How Does the Principle of Relativity Ensure Particle L Stays on the 3-Axis?

[cleggy]

1.

I'm asked to apply the principle of relativity in Newtonian physics to show that particle L cannot leave the 3-axis and to explain why the identical nature of particles J and K is crucial.

2.

An isolated system consists of 3 particles J, K and L

J and K have mass m and are identical. L has mass M.
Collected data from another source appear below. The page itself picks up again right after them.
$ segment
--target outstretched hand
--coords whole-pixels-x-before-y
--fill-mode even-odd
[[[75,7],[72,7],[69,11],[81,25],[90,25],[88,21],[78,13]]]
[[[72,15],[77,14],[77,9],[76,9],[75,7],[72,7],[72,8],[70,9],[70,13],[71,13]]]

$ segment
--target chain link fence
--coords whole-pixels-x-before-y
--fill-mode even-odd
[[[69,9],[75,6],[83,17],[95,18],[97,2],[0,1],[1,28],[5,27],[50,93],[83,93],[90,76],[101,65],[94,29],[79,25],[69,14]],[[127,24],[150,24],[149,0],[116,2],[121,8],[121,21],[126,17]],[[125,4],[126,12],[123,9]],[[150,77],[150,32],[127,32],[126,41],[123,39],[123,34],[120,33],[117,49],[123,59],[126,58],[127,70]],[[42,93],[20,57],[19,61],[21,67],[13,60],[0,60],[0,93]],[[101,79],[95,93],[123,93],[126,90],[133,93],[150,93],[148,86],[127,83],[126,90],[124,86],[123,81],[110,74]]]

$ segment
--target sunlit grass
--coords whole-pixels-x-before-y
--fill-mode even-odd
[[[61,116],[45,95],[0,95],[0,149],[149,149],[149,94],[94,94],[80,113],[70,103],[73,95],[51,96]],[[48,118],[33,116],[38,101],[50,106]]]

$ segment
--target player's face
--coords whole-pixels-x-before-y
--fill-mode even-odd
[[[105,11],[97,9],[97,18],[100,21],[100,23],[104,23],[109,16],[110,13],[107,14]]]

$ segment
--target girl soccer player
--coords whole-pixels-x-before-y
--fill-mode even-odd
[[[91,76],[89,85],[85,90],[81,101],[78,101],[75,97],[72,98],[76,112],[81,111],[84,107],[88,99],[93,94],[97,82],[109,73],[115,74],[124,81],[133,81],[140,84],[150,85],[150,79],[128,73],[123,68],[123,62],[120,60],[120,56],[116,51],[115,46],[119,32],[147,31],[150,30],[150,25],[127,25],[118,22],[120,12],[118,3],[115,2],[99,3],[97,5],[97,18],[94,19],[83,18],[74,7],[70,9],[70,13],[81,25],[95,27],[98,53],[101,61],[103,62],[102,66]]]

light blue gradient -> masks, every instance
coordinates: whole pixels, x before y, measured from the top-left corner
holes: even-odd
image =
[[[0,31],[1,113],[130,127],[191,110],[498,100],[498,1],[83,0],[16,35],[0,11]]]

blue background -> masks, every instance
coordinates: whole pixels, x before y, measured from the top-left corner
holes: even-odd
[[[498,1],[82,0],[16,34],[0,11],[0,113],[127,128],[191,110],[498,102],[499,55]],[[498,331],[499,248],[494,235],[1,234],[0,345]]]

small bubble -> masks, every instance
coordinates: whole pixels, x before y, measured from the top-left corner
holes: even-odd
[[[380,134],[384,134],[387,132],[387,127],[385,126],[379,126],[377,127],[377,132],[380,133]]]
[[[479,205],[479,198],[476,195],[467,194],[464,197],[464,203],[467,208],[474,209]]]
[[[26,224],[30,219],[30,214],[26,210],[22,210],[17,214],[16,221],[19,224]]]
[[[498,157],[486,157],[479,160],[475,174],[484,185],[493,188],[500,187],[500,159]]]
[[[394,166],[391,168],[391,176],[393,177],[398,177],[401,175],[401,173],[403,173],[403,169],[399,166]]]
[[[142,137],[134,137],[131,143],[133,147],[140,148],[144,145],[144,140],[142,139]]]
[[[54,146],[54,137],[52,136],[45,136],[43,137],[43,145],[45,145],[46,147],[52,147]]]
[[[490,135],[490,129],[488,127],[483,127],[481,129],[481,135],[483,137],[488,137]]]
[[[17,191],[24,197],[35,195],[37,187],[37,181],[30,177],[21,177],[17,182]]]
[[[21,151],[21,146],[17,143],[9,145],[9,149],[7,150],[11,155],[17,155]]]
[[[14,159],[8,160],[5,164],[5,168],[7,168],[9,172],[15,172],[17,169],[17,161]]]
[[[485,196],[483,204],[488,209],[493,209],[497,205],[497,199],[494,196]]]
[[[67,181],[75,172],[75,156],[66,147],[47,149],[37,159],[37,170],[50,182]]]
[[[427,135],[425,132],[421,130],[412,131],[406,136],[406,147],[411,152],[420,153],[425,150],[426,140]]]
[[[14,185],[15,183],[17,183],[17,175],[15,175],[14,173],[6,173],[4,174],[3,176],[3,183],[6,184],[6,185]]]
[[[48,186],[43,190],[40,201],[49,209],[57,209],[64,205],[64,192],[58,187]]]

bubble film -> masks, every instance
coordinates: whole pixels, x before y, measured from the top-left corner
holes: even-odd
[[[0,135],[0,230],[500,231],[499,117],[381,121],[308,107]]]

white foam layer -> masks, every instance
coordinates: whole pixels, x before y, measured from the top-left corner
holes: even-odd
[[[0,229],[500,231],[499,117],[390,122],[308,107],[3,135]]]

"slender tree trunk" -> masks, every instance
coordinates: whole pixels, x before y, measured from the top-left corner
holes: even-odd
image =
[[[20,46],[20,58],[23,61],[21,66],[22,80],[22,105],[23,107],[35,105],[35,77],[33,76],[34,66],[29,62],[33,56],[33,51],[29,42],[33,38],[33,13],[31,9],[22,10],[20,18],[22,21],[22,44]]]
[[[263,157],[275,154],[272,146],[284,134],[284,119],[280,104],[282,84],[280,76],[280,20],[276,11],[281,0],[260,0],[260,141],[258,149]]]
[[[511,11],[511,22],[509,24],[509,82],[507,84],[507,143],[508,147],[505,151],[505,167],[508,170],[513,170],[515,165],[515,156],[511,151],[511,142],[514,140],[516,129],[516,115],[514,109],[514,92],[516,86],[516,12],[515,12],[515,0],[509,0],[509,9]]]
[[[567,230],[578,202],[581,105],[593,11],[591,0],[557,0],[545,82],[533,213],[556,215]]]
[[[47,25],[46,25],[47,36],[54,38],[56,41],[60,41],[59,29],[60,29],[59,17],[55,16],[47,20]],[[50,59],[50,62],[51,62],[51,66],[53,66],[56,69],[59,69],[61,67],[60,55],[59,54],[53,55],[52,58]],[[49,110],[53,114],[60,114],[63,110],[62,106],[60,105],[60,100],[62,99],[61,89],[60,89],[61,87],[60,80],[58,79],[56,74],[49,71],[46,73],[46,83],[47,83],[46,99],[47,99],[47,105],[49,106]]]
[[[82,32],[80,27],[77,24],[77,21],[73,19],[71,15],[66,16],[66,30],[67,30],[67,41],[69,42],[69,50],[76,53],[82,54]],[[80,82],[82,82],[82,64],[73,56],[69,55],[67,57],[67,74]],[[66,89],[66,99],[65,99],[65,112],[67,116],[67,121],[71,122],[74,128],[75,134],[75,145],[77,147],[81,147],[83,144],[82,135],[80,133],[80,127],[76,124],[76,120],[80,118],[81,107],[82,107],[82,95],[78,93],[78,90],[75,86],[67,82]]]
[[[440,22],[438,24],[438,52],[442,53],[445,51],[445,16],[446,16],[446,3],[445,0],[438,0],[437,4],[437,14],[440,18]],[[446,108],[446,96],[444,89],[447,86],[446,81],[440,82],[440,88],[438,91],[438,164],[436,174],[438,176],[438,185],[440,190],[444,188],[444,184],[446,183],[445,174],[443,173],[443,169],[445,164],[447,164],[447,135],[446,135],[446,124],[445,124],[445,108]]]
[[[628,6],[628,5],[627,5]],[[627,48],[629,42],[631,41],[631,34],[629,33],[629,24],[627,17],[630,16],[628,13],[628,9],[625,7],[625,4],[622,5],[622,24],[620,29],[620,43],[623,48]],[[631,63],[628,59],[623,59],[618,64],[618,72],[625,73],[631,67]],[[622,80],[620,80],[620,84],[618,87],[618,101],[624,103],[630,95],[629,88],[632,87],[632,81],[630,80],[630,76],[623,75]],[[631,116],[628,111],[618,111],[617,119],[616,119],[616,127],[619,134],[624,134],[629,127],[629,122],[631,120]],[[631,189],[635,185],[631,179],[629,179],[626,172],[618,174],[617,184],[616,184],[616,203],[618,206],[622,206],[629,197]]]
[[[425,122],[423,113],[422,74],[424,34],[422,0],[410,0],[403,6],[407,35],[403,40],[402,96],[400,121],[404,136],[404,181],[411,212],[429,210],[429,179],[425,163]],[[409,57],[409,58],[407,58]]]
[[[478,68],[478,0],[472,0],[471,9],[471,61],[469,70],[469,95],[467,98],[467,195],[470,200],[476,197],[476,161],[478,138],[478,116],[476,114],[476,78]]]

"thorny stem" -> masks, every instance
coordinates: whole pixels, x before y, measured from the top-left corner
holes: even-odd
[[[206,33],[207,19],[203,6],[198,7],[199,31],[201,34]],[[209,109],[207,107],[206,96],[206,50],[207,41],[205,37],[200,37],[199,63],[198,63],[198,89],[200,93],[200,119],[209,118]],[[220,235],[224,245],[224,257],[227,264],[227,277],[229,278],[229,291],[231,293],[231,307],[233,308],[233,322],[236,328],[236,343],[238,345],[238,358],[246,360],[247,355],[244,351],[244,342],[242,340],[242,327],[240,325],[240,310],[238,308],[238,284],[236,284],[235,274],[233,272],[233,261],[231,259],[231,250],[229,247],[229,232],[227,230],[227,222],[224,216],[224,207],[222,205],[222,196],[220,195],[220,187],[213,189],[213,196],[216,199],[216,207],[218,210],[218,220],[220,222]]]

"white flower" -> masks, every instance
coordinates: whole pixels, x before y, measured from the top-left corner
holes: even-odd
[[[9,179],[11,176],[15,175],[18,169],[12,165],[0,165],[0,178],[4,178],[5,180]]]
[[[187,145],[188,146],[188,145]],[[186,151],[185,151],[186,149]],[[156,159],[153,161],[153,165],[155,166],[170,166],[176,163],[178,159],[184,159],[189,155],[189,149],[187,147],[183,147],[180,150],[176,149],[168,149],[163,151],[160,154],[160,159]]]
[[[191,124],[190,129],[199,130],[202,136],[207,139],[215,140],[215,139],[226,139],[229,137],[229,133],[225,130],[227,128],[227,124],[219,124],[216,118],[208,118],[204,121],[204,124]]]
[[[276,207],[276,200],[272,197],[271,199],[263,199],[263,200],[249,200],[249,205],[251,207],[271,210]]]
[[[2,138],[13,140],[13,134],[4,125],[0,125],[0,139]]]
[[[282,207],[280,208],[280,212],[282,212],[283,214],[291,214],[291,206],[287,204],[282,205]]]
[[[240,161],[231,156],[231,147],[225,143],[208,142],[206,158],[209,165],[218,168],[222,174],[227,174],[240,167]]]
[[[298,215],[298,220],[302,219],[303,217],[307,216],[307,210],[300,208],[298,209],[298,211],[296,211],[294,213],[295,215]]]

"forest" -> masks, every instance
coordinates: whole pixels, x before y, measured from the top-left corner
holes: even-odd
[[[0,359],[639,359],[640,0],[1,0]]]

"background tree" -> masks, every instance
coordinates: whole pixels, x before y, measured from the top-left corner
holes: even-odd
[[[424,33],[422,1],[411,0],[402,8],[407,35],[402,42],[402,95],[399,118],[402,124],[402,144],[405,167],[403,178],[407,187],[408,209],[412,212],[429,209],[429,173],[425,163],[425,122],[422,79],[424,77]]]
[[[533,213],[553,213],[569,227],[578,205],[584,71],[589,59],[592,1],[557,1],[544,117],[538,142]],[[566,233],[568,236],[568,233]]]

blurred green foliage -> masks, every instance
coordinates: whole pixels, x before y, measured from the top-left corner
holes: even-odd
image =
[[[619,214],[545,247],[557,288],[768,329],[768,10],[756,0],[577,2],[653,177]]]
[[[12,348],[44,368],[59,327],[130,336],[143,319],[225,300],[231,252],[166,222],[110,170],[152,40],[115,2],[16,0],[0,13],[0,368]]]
In an inertial frame P the initial positions and velocities are :

For J : x(0)= (-3,4,0) v(0)= (0,2,-1)

For K : x(0)= (3,-4,0) v(0)= (0,-2,-1)

For L : x(0)= (0,0,4) v(0)= (0,0,2)

In an inertial frame P' the initial positions and velocities are :

For J : x(0)= (3,-4,0) v(0)= (0,-2,-1)

For K : x(0)= (-3,4,0) v(0)= (0,2,-1)

For L : x(0)= (0,0,4) v(0)= (0,0,2)


3. The Attempt at a Solution

I'm not sure where to start. Does it hace anything to do with if L leaves the 3-axis then P and P' will be able to tell their reference frames apart from one another?

 

[NateD]

The principle of relativity states that all inertial frames are equivalent, meaning that the laws of physics are the same regardless of which frame you are in. As such, it follows that particle L cannot leave the 3-axis, as this would mean that one frame is different from the other. The identical nature of particles J and K is crucial because it ensures that both frames are equivalent. If they were not identical, then the two frames would be different, and particle L could leave the 3-axis. This is because the initial positions and velocities of the particles will be different in each frame, resulting in different trajectories for each particle in each frame.